(Et des belles lumières néons n’y changeront rien)
Ellie, une jeune étudiante en stylisme, débarque à Londres, prête à dévorer le monde. Timide et gauche, elle s’intègre cependant mal dans son école de mode et trouve refuge dans la chambre de bonne rétro qu’elle loue à une vieille dame. La nuit, elle est hantée par la fascinante Sandie, une ancienne locataire et chanteuse de son âge, qui voulait elle aussi conquérir la ville dans les années 60. Mais très vite, le rêve tourne au cauchemar.
Swinging giallo
Couleurs bleutées et rougeâtres, lumières néons, interprètes féminines de haut niveau, background du Londres modeux : difficile de ne pas trépigner d’impatience face au programme alléchant que vend Last Night In Soho. Convoquant à la fois Suspiria et The Neon Demon, le film brasse les références de la pop-horror glossy et léchée et du giallo de Dario Argento, avec une délicieuse pointe de style sixties. Sur ces points esthétiques, le long métrage de Edgar Wright ne déçoit pas : Last Night in Soho est un tourbillon étourdissant de couleurs, de sons et de motifs kaléidoscopiques, qui reproduit avec brio le rythme effréné et éprouvant d’une grande ville que l’on rencontre pour la première fois, et recrache le spectateur.trice au bout de deux heures qu’ielle n’a pas vu passer. et Mais attention ! Last Night in Soho n’a pas pour vocation d’être uniquement une belle coquille vide (une critique que l’on peut aisément faire aux deux films mentionnés ci-dessus) : il soigne aussi son intrigue, qui entrelace les existences de deux héroïnes aux destins bien tracés, et promet une plongée psychologique dans les tourments de chacune. Là encore, le film tient ses promesses ; aidé de son casting fabuleux, qui va de l’exquise Anya Taylor-Joy au charmeur Matt Smith, ainsi que de son scénario assez captivant, le film transitionne lentement et inéluctablement du coming of age au slasher, et fait basculer son héroïne (convaincante Thomasin McKenzie) dans un puits sans fond bien plus sombre qu’elle et le spectateur.trice ne l’imaginaient. Last Night in Soho réussit le pari de traiter à la fois de construction identitaire, de la difficulté de s’imposer dans un milieu élitiste et artistique et de violences faites aux femmes, un cocktail qui parlera sans aucun doute à toutes celles qui ont un jour été des ingénues jetées dans le grand bain de la vie.
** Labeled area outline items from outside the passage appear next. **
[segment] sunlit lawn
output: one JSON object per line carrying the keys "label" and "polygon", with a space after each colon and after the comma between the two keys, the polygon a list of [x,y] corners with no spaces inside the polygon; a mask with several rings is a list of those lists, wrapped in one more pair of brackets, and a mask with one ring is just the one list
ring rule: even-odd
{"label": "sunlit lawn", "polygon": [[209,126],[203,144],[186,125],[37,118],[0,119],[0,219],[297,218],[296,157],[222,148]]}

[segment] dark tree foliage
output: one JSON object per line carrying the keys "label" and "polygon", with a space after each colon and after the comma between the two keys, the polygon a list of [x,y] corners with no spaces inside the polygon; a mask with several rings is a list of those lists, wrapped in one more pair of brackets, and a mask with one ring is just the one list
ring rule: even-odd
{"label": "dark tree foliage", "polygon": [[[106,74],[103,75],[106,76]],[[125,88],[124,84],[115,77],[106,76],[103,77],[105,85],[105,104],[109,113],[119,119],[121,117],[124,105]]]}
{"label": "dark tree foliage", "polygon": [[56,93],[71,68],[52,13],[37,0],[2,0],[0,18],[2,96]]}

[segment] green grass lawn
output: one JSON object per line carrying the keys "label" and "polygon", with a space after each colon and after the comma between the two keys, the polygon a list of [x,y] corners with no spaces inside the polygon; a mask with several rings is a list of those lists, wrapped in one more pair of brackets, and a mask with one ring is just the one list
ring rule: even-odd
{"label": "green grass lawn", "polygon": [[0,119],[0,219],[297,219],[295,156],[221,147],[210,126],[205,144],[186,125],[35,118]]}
Little peach dress et female gaze
Où le bât blesse-t-il donc, dans ce cas ? Passons sur les ressorts psychologiques les plus grossiers (la mère décédée, la menace planante du suicide familial) ; en premier lieu, malgré de belles et indéniables qualités visuelles, on ne peut s’empêcher d’être un peu déçu.e.s face à la pauvreté des costumes pour un film censé rendre à la fois hommage à la mode et aux sixties. Si l’ample robe pêche dans laquelle Sandie fait ses débuts et qui continue de hanter Ellie une fois le soleil levé, ainsi que l’iconique trench blanc ciré qu’elle aborde en hommage à son amie imaginaire, sont deux pièces relativement iconiques, le reste des outfits est étonnament fade : une robe cintréel rouge peu audacieuse, une autre en feuille de journaux (très 2011 mais dans le mauvais sens du terme), un hideux t shirt noir au manches trois-quarts en crochet… Sans parler des projets de fin d’année d’Ellie, qui manquent cruellement de saveur pour une étudiante supposément talentueuse et créative. Les tenues les plus intéressantes sont encore les costumes qu’arbore Sandie lorsqu’elle danse au Rialto, le temps d’un montage effréné, et qui mélangent les motifs et les couleurs si propres à cette décennie -mais l’on n’en verra finalement presque rien, la séquence durant une minute à peine. Ce manque d’originalité éloigne Last Night in Soho des vrais films sur la mode -comme The devil wears Prada, Thirteen going Thirty, Funny Face ou encore Phantom Thread. Le stylisme n’est qu’une toile de fond ; le vrai sujet du film est ailleurs.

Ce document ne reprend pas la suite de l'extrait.